Eso era lo que le preocupaba a Capponi. No el escondite, seguro como un as de brisca. Si los policías no lo habían encontrado enseguida, quería decir que no tenían idea de dónde buscar. Y si no tenían idea, seguro que no lo encontraban. A menos que Pierre, con su celo y esos modales corteses de hijo de puta no les creara a todos problemas. Había que admitir que sabía cómo actuar: sereno, impecable, incluso dispuesto a colaborar. La mejor manera de que les dieran por saco. Sin duda disfrutaba. Y no menos disfrutaban la mayoría de los presentes, murmullos complacidos acompañaban cada amabilidad afectada, cada «Por favor, agente», «¿Quiere que le ayude?», «¿Y esta caja la apartamos?», «Hagamos las cosas como es debido, ya que se han molestado, levantémoslo todo, no sea cosa que se queden con la duda».

Nicola lo ametrallaba a miradas. Pierre no le hacía caso: un poco la penumbra, un poco la excitación. Además, aunque lo hubiera advertido…

La Gaggia miró a los demás.

Garibaldi sudaba a chorros a pesar del fresco de la bodega. Botón había subido casi a la carrera. Walterún repetía obsesivamente que era mejor llamar a Benfenati.

Habían llegado también ellos.

El agente de más edad levantó la vela y se inclinó sobre una pila de mesas y sillas. Apartó un par, se incorporó, parecía tener ya bastante.

Pierre abrió de par en par el armario, señaló las cajas de las estanterías y dijo:

—Esto es la vajilla: vasos, tazas, cubiertos, platos. Dos servicios de repuesto. ¿Vemos si hay algo ilegal?

Botón empujaba en la escalera para ganar posiciones. La Gaggia parecía paralizado. Garibaldi pensaba en el tesoro: dos Bren, tres metralletas de cañón calado, diez cargadores de balas, ocho bombas de mano. Walterún preguntó si no convenía avisar a Benfenati.

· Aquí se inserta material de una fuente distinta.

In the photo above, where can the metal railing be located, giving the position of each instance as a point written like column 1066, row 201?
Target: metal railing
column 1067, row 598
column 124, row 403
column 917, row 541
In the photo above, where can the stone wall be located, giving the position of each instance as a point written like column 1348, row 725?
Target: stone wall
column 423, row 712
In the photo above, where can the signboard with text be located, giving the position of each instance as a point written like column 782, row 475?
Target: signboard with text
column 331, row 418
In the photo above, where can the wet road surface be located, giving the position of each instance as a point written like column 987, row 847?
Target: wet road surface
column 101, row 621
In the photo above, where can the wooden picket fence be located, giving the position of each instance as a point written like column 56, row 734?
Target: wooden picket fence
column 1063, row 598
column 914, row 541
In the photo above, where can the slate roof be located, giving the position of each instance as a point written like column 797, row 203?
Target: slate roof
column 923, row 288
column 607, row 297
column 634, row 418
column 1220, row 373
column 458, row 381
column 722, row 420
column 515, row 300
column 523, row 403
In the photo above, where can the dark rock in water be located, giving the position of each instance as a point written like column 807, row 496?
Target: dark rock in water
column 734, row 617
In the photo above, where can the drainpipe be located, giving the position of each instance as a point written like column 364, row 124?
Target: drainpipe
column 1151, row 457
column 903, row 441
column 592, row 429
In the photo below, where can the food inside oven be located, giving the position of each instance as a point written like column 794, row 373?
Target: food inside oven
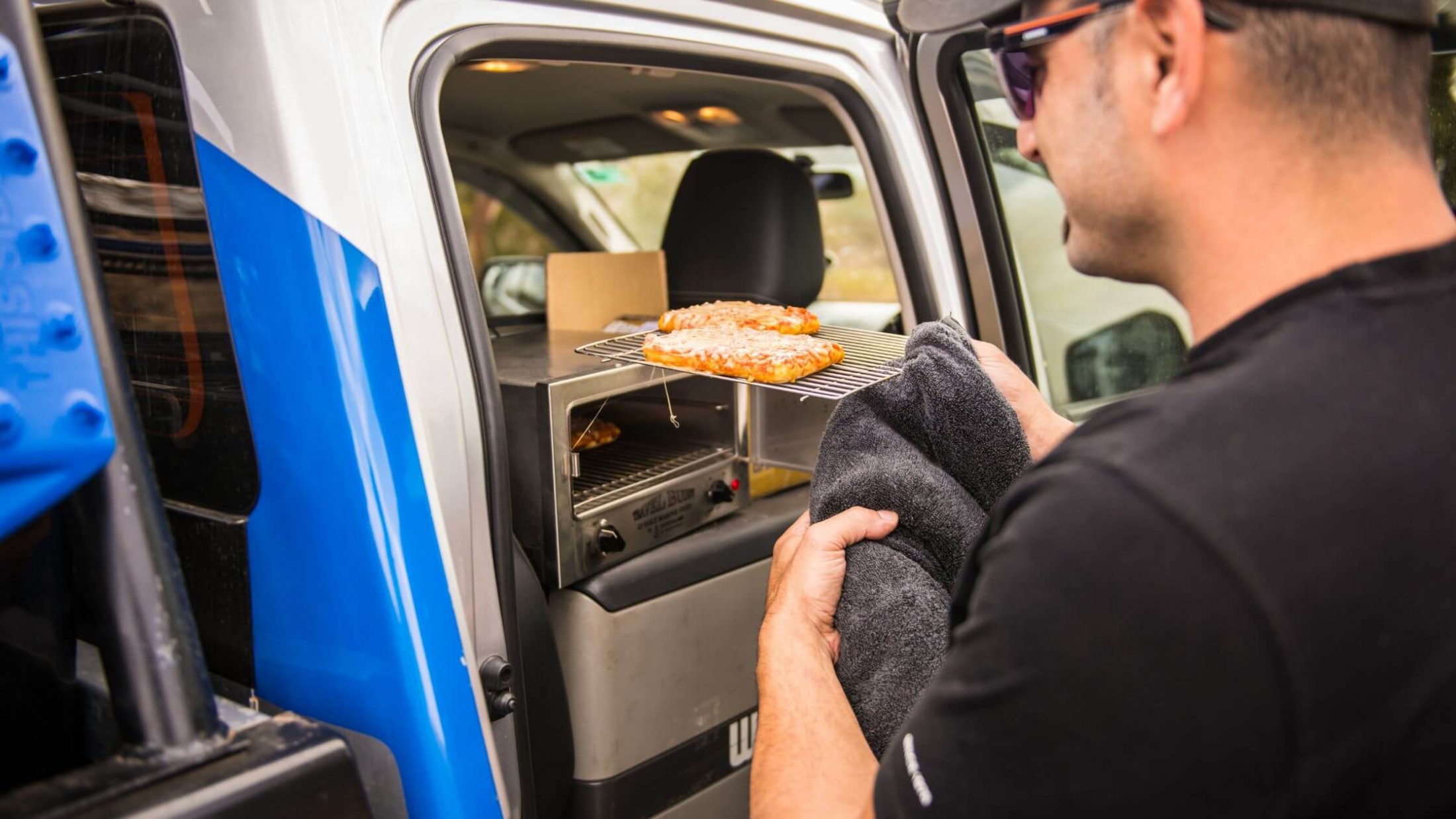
column 609, row 462
column 660, row 435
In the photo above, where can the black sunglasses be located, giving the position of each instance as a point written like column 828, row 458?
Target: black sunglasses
column 1009, row 46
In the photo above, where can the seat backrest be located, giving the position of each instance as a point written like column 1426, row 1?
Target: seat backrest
column 745, row 226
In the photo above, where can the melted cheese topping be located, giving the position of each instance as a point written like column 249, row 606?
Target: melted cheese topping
column 743, row 347
column 740, row 315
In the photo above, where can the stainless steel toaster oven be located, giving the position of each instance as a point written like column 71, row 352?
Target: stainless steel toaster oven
column 580, row 513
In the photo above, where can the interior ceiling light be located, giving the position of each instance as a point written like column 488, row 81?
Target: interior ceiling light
column 718, row 115
column 673, row 115
column 501, row 66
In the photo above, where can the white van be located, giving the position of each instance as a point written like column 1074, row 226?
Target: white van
column 324, row 229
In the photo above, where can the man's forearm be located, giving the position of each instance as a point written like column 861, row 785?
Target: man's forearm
column 810, row 757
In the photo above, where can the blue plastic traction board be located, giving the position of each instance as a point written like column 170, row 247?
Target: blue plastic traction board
column 54, row 422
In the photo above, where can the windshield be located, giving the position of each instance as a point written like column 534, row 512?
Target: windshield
column 639, row 194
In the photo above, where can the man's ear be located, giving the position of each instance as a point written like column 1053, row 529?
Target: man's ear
column 1174, row 37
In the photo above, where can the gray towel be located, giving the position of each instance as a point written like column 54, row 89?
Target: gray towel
column 938, row 445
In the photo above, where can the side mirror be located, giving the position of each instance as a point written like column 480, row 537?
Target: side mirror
column 1134, row 354
column 835, row 185
column 514, row 286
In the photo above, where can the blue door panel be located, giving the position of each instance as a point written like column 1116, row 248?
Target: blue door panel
column 353, row 620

—Adelante —insistía Pierre—. ¿Qué buscan? ¿Cocaína? ¿Opio?

El agente más joven se puso de un color morado.

—Ahórrate el aliento para cuando te llamemos a la comisaría —susurró.

El público se sublevó. Las primeras filas informaron a los de atrás, estos a los de la escalera, luego a quien estaba paseando por el patio, a los chavales del barrio y por último a las verduleras. ¡Canalla! ¡Provocador! ¡Delincuente! ¡No han encontrado nada y tratan de detenerle!

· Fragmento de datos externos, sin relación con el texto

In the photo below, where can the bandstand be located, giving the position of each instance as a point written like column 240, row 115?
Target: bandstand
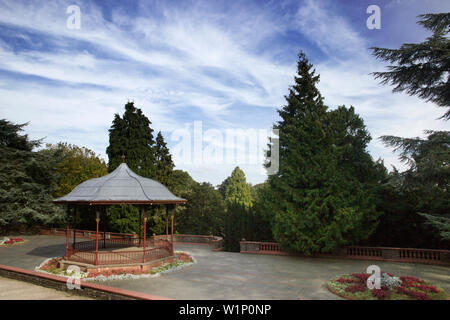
column 122, row 186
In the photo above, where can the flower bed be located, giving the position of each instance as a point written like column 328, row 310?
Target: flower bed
column 51, row 266
column 354, row 287
column 8, row 241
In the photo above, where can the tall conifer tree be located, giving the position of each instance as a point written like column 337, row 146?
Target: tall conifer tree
column 132, row 136
column 315, row 206
column 238, row 190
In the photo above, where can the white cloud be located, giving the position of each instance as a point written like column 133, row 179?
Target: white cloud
column 167, row 59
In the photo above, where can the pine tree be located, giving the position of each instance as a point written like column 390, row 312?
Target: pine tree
column 425, row 183
column 163, row 162
column 422, row 69
column 238, row 190
column 74, row 166
column 132, row 136
column 315, row 206
column 27, row 180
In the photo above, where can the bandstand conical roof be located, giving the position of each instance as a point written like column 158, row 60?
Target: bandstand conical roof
column 122, row 186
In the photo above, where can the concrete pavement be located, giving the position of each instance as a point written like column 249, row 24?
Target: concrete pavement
column 227, row 275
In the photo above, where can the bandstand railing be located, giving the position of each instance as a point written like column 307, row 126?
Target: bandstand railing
column 85, row 251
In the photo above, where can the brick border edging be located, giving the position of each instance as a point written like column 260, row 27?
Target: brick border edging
column 91, row 290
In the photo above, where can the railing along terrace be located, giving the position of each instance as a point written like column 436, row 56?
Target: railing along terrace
column 85, row 251
column 358, row 252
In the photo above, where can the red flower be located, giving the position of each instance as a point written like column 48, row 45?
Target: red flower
column 345, row 280
column 356, row 288
column 426, row 288
column 413, row 294
column 380, row 293
column 361, row 276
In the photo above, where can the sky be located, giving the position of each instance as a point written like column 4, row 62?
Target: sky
column 217, row 65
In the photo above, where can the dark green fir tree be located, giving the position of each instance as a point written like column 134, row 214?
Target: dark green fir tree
column 422, row 69
column 132, row 136
column 163, row 162
column 316, row 207
column 27, row 181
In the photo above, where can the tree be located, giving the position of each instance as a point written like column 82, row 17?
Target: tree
column 316, row 207
column 425, row 184
column 163, row 162
column 422, row 69
column 204, row 213
column 238, row 190
column 441, row 223
column 235, row 223
column 74, row 166
column 132, row 136
column 27, row 180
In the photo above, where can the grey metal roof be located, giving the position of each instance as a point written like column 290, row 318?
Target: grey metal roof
column 120, row 186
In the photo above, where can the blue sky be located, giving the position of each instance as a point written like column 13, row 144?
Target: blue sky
column 225, row 63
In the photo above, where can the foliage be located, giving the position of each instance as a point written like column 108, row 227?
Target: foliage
column 424, row 185
column 441, row 223
column 237, row 189
column 74, row 166
column 27, row 180
column 132, row 137
column 422, row 69
column 354, row 286
column 234, row 226
column 204, row 212
column 317, row 206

Capponi, sorprendentemente, tomó partido por el poli:

—Tiene razón él. Ahora cállate.

A Pierre no le dio tiempo de rebelarse. El agente de más edad tendió una mano para despedirse:

—Muy bien. Todo en orden. Nos vamos.

El gentío se abrió como un pequeño mar Rojo. No lo bastante para garantizar a los representantes del orden una salida de escena rápida e indolora. Pequeños empujones, codazos, pisotones e insultos entre dientes.

Garibaldi arponeó un hombro de Walterún con un espasmo por el peligro pasado. Capponi miró a Pierre con una mirada gélida y la promesa de un enésimo rapapolvo. Botón y la Gaggia tomaron escaleras arriba, inmediatamente detrás de los agentes.

—Oye, Gaggia —bisbiseó Botón tocándose la nariz—, ¿verdad que huelen mal?